This piece below was presented during the Jurisprudence and (Its) History Symposium, held by the Virginia Law Review and the Program in Legal and Constitutional History in September 2014.
At the close of his report of Calvin’s Case, Coke wrote that jurisprudence is a sociable science, “sociable, in that it agreeth with the principles and rules of other excellent Sciences, divine and human.” Admittedly, it was the jurisprudence of the English common law that he so fulsomely characterized in this way, but his explanatory gloss invites a less insular application, echoing as it does the instruction opening the Institutes: “Iuris prudentia est divinarum atque humanarum rerum notitia” (“Learning in the law requires knowledge of things both divine and human”). Unwittingly, perhaps, Coke appropriated for English common law a Renaissance ideal of jurisprudence, based on a medieval gloss on the opening of the Digest—the idea of jurisprudence as vera philosophia. This may well have been an expression of the intellectual imperialism of Renaissance jurists, more academic snobbery than accurate description, but, as often happens, profession tended to shape performance, or at least it shaped the expectations and ambitions of the practice of Renaissance jurisprudence.

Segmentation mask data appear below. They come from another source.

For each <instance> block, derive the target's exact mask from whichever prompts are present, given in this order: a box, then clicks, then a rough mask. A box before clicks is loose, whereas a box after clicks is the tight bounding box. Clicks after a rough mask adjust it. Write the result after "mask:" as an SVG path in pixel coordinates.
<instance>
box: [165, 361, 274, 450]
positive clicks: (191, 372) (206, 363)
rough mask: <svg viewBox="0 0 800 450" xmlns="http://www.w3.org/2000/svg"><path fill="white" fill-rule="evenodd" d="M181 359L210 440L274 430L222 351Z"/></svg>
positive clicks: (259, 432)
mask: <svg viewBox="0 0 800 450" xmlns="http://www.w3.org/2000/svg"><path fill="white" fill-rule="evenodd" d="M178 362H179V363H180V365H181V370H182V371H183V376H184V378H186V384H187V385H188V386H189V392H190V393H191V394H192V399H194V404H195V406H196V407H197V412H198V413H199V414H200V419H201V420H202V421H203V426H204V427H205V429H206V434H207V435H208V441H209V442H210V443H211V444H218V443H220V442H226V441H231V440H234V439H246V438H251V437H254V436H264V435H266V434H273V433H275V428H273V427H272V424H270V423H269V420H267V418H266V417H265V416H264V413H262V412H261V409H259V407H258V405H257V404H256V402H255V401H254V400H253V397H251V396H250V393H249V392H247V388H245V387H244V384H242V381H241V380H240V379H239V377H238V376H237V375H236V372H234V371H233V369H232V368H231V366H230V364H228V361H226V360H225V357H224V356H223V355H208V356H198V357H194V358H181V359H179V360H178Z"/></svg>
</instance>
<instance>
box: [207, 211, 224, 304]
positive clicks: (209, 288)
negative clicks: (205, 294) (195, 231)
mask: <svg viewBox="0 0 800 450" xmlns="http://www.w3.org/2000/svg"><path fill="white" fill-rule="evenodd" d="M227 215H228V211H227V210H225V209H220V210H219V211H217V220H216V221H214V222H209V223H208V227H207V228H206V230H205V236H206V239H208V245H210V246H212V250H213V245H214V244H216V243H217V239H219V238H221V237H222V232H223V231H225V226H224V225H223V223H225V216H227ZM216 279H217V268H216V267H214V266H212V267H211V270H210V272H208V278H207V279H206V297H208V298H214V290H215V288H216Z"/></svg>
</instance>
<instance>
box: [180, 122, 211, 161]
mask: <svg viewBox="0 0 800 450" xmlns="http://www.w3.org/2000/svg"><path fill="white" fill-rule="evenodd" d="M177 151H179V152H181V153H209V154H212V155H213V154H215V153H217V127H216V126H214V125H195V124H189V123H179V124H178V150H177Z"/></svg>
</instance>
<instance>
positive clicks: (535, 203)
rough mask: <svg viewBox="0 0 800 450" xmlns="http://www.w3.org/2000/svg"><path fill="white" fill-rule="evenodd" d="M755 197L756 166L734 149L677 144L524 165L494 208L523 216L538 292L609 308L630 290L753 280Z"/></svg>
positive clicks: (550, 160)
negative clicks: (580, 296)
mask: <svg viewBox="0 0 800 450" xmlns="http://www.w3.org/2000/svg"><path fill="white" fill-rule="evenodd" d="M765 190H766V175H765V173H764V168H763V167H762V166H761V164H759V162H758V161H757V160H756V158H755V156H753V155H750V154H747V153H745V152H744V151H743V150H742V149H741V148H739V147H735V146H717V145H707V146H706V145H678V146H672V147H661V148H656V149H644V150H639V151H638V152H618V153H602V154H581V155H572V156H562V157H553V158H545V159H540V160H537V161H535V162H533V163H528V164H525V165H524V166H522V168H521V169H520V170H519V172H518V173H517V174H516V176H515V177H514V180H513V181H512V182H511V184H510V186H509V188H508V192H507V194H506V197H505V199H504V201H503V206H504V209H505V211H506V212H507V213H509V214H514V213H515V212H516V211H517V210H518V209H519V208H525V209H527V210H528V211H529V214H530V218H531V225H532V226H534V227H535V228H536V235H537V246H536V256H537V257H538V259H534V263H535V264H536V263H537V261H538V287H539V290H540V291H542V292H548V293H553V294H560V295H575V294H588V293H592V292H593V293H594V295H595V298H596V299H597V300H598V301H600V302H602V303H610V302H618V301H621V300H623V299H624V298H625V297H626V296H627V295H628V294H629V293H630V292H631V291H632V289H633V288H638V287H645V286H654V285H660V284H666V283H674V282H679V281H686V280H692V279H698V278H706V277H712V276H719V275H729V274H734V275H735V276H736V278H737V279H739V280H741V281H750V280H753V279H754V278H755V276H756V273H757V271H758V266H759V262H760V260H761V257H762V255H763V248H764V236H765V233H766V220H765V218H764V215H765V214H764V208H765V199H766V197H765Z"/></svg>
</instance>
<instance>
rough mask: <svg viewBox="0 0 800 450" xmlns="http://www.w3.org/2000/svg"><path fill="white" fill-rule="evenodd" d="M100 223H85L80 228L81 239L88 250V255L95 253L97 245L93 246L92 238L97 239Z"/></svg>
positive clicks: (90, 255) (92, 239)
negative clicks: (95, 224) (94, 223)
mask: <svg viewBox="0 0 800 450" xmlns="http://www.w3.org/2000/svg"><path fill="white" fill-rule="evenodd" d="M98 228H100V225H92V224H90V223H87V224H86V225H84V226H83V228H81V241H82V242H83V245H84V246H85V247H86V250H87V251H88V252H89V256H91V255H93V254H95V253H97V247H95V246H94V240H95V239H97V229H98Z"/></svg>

Jurisprudence strove to be a sociable science. “There is nothing either human or divine,” wrote a Renaissance student of jurisprudence, “which the jurist does not treat and which does not pertain to civil science.”
This ambition was as complex as it was bold. Following Ulpian’s lead, it refused to relegate jurisprudence either to pure speculation or to mere practice. Jurisprudence was a science, a matter of knowledge and of theoretical understanding, not merely an applied art or practice of prudence innocent of theory. It was regarded as the very heart of theoretical studies, drawing to itself all that the traditional sciences of theology, metaphysics, and moral philosophy, as well as the newly emerging humanist sciences of philology and hermeneutics, had to offer. No less resolutely, however, it refused to abandon its foothold in the life of practice. “Jurisprudence consists not in speculation but in action,” wrote one fifteenth-century jurist, just after invoking Accursius’s notion of vera philosophia.Rather than reject philosophical reflection, he and other Renaissance jurists sought to locate it in concrete human life and experience. Law, on this view, embraced most comprehensively and penetrated most profoundly the practical dimensions of daily life. Philosophy, by contrast, was most true to its vocation, and was most engaged in human life, when its reflections were anchored in the social life acknowledged, comprehended, and informed by and informing law. Jurisprudence, vera philosophia, was neither serene speculation nor pure prudence, but the point at which the theoretical and the practical intersected. Jurisprudence, neither subordinating practice to theory nor theory to practice, at its “sociable” best sought to integrate them.
Such, at least, seems to have been the Renaissance ideal, the ambition. However, if humanist critics are to be believed, performance often fell short of profession. Guillaume Budé, for example, complained that, if we understand law to be “the art of goodness and fairness,” as Ulpian taught, then it must be the job of the jurist “to philosophize on this point.” Yet, judged by this standard, “the study of law has degenerated from its original state. Today there are no longer jurisconsults, or philosophers,” Budé wrote, “but only lawyers (iurisperiti).” A student of twentieth-century English law made the same observation in response to Coke’s praise of the common law. “[M]odern Common Law has ceased to be ‘sociable’,” he wrote. “It is impatient of other kinds and systems of law, and does not eagerly claim kinship with moral science or natural reason.”
This complaint indicts with even greater justice the dominant practice of jurisprudence in the common law world since the late nineteenth century. Analytic jurisprudence began as self-consciously, even militantly, “unsociable,” and its matured and much-sophisticated descendant, fin de siècle analytic legal philosophy, remained largely if not exclusively so. Legal philosophers joined the iurisperiti in the jurisprudential ranks, but they have little to say to each other. As one who has long participated in this enterprise and recognizes its remarkable richness, I nevertheless have become increasingly aware of its equally remarkable rootlessness. It may be time, in this period of self-conscious attention to jurisprudential method, to press beyond the current limits of this debate over method to a reassessment of the ambitions of jurisprudence and of philosophy’s role in it. I hope to expose for our critical attention not an explicit methodological doctrine, but rather a certain widespread but not always or entirely self-conscious mentality. Yet, although I will offer critical remarks about contemporary Anglo-American legal philosophy, my aim is not critical but constructive. To this end, I seek in the next few pages to recover something of the ideal of jurisprudence as a sociable science, to retrieve as much as our disenchanted age can be challenged to embrace, or at least to entertain, of the ambition of jurisprudence as vera philosophia.